Ball ‘Keeping a Close Eye’ on Domestic Beer, Energy Drinks on the Way to +2-3% Volume Growth Goal

Ball Corporation, the world’s leading manufacturer of aluminum beverage cans, is “keeping a close eye” on domestic beer and energy drinks as it plots its next few years, executives said during an investor day Tuesday.

“I’m keeping a close eye on domestic beer, and how that’s tethered to the end consumer and the energy category because we’ve benefited greatly,” chairman and CEO Dan Fisher said. “We’ve got an outsize position there. It’s great that it’s only flat to slightly up.”

The company aims to increase its market capitalization to $30 billion by 2030, up $9 billion from its existing $21 billion market cap. Ball plans to get there through +2% to +3% organic volume growth, operating earnings growth with “2X operating leverage,” and driving capital allocation with a 1:1 net earnings to free cash flow ratio, EVP and chief financial officer Howard Yu said.

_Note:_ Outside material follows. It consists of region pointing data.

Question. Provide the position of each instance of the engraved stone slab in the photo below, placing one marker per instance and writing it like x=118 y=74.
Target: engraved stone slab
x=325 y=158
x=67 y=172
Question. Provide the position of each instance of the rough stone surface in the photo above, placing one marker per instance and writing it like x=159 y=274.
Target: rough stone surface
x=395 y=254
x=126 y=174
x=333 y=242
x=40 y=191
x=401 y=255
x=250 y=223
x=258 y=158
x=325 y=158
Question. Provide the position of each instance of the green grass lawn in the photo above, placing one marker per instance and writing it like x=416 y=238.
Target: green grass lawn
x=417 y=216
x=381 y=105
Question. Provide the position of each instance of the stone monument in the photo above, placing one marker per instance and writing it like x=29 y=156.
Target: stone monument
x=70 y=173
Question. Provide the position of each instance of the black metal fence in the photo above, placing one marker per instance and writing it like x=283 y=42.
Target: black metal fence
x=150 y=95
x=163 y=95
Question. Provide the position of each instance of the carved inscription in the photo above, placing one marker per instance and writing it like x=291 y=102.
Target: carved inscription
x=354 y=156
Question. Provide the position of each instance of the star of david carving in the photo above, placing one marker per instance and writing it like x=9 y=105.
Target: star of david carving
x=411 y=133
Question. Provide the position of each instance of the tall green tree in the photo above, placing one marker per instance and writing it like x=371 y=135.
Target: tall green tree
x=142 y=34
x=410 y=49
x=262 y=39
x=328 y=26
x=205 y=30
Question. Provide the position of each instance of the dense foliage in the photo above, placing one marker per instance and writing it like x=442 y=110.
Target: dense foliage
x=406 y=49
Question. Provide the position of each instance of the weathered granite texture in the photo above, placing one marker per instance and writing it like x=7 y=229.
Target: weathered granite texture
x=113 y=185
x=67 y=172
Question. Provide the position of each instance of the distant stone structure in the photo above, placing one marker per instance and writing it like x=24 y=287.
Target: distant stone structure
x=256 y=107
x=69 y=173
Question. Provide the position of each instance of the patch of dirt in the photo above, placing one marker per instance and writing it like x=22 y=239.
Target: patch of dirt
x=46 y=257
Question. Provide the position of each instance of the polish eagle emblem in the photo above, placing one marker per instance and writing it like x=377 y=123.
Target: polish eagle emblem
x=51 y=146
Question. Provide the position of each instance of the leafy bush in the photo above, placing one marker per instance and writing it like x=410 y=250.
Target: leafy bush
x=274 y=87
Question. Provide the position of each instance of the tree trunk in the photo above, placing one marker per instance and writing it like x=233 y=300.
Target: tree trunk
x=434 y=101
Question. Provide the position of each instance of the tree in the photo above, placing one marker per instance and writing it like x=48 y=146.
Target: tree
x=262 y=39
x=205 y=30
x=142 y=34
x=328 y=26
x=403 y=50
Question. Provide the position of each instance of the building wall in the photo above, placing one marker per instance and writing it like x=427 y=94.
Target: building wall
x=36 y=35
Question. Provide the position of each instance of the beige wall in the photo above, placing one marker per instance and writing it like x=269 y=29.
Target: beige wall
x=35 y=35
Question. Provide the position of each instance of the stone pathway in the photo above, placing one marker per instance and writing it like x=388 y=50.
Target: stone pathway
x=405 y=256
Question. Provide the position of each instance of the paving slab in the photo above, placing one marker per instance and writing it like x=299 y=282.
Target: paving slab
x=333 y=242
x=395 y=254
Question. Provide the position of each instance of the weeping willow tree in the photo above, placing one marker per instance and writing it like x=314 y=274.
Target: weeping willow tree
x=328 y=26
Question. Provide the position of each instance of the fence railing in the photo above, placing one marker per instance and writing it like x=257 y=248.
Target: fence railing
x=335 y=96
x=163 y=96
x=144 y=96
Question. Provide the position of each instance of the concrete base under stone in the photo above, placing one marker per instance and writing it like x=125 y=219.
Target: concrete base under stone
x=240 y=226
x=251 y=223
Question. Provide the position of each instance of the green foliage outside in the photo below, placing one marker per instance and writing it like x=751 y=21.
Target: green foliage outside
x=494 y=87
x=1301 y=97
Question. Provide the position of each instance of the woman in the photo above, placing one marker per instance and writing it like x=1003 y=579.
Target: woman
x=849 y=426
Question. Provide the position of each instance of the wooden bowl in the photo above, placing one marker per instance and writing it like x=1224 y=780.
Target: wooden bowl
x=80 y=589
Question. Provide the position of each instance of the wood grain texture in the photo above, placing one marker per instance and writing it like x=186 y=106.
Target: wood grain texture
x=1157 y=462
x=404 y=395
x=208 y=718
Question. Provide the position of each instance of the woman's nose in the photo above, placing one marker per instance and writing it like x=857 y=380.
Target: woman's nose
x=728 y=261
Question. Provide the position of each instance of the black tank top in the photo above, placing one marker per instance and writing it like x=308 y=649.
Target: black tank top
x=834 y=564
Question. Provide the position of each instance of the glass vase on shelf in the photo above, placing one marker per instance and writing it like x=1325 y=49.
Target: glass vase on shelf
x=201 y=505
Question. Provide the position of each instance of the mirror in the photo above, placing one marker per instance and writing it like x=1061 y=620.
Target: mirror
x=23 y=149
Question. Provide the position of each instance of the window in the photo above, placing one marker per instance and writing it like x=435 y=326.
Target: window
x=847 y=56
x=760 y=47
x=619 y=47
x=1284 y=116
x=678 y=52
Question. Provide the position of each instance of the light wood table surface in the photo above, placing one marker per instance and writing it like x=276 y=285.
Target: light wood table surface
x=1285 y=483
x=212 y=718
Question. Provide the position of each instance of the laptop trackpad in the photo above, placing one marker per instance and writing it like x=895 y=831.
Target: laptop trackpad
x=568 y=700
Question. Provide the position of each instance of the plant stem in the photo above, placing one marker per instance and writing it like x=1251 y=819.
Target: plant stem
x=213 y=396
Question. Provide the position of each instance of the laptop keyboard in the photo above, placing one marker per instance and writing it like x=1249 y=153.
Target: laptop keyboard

Half of Ball’s net sales come from its North and Central Americas business unit, where it has 40% penetration in the can market for beer, carbonated soft drinks and energy drinks, according to the investor day presentation.

The last few years have been tumultuous for Ball. When the COVID-19 pandemic shut down the on-premise in 2020, consumers shifted their beverage purchasing to the off-premise, which put a strain on the can supply chain. Ball pivoted and added several new facilities.

The company threw a wrench into craft brewers’ plans in late 2021 when it announced it would raise the minimum order quantity (MOQ) for printed cans to more than 1 million per SKU, which it later walked back. Then, the conservative-led boycott of Bud Light that began in April 2023 caused a “share shift” of 2 billion units away from Ball to other producers, the company said during its Q1 2024 earnings call.

Additionally, the energy drink segment “for the first time in 10 years, 15 years in North America, is flat,” Fisher said.

“That’s a component that’s grown at 8-10% in perpetuity,” he continued. “Now there’s been a share shift. There’s Celsius that’s come online, Alani Nu. But Rockstar almost doesn’t exist anymore.”

In addition to those moves, the company also navigated widespread employee turnover in the last few years, which slowed efficiency as new workers were trained.

“COVID was strange for everyone, but there was a multifaceted issue that showed up for us,” Fisher said. “We had this staggering amount of retirees at the same time we were standing up new facilities, and then we had a 2X turnover rate at the same time. Ball historically has operated in the 4% or 5% or 6% turnover rate, and that was ratcheted up to 10.”

During the pandemic, other can providers entered the market to serve beverage producers, but Ball only sees one manufacturer in Poland as “a viable competitor,” Fisher said, adding that the majority of new entrants in North America likely don’t have sticking power.

“The others are not having any fun whatsoever, and they’re not making any cans,” he said. “And so, I would say they’re probably not long for the program.”

SVP and chief growth officer Carey Causey discussed the importance of product mix as Ball works to meet the needs of producers who toggle between premiumization, what Ball calls “super speciality,” and standard offerings, or in Ball parlance, “standard speciality.”

“We need to make sure that we’re allocating the resources needed to that super specialty, even though it’s a smaller part of our business,” she said. “It’s a much higher margin part of our business, so we need to give it air to breathe, and that will continue to help solve our customers’ problems with the specialty in our beverage business.”

Ball’s North and Central America beverage packaging division reported earnings of $192 million on sales of $1.4 billion in Q1. Compared to the same quarter last year, the division’s earnings increased +4.9%, from $183 million, but sales declined -6.6%, from $1.5 billion, which Ball attributed to “lower shipments and the contractual pass through of lower aluminum costs favorably offset by the annual pass-through of inflationary costs.”

The company will report its Q2 earnings on August 1.